Thursday, 23 August 2012

Five Rules to Observe in an Indoor Cycling Class

Ever since cycling was recognized as one of the best ways to achieve a healthy body and good figure, indoor cycling classes started to become popular. It’s a workout allows health buffs to lose a lot of calories- sans the safety risks of cycling outdoors.

Most people don’t just hop on an exercise bike to lose weight. Aside from the obvious benefits of an indoor cycling class, many people do this because it is relaxing and fun. Statistics show that those who cycle regularly are expected to live longer than those who do not. People who regularly attend indoor cycling classes are less likely experience heart problems as well.

Indoor cycling classes are just like regular aerobic programs. Hence, there are a few important rules to observe:

1.     Don’t forget your appointment. Punctuality is highly valued in indoor cycling studios. Arriving on time to an indoor cycling class is necessary if you don’t want to lose your spot! Cycles are required to report 5-10 minutes before the class starts because most gyms have a pre-registration list. If a member arrives later than the grace period, chances are, he or she will not be allowed to attend class. This is not because the people managing the studio are strict; it’s because they also have to accommodate walk-in attendees who came on time.

2.     Drink lots of water. When the exercise routine gets tougher, the body sweats and loses a lot of water. A 40-minute cycle can cause profuse sweating, and even dehydration. Never come to an indoor cycling class without a bottle of water and a towel. Because cycling is an extensive cardio workout, a few sips of water between intervals is necessary to help you get through the whole cycling session.  If you don’t hydrate properly, you will feel weak in the knees and a bit dizzy after the session.

3.     Don’t forget to prepare your bike. A gym is a public place where everybody can use whatever equipment they fancy. Since a lot of people have probably used the bike before you, there’s a chance that it doesn’t have the right tension for you, or the handlebars may be loose. Before the class starts, check the bike and see to it that the handlebars and seat are firmly secured to avoid any injuries.

4.     Maintain proper posture for cycling.
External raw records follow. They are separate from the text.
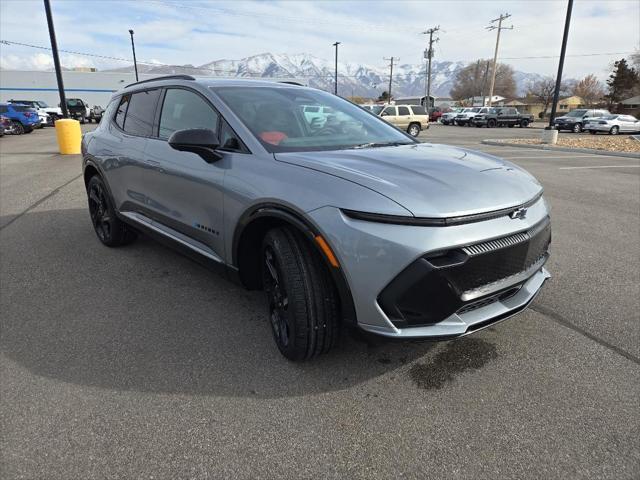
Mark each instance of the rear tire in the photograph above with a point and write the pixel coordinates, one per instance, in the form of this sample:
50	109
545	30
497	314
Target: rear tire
302	299
111	231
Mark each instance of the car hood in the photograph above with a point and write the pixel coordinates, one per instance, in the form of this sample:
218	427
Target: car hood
429	180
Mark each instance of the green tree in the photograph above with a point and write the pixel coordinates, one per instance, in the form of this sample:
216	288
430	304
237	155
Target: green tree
623	82
471	81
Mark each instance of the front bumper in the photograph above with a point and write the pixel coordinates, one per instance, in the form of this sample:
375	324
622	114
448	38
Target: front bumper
374	255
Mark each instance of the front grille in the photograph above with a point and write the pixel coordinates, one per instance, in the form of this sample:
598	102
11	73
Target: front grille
496	260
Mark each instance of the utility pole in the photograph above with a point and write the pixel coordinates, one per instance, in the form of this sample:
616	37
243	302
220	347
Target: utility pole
133	47
56	59
484	83
335	89
391	60
495	55
429	55
563	49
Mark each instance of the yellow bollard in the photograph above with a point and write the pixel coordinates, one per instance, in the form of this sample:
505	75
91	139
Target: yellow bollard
69	136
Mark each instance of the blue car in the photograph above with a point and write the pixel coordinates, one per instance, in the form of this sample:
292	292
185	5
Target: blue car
23	118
Pain and injuries in the lower back, knees and wrists are caused by improper posture. These injuries can be prevented by observing the proper cycling techniques. Avoid gripping the bicycle handles tightly and don’t put too much weight on your hands and wrists. Don’t forget to relax your shoulders, too. These simple cycling habits can spell the difference between a tendonitis and an injury-free workout.

5.     Don’t forget your limitations. Sometimes, cycles can be very determined to get their leg muscles tightened and belly fats removed. However, pushing oneself too much may be risky and dangerous.

Cycling can get the body’s muscles activated, thus making them stronger and more efficient. Although the leg muscles are mainly the ones that are actually doing the pedaling, the abdominal and back muscles are also stabilized just the same. Attending indoor cycling sessions continuously can help you lose weight and strengthen your muscles at the same time.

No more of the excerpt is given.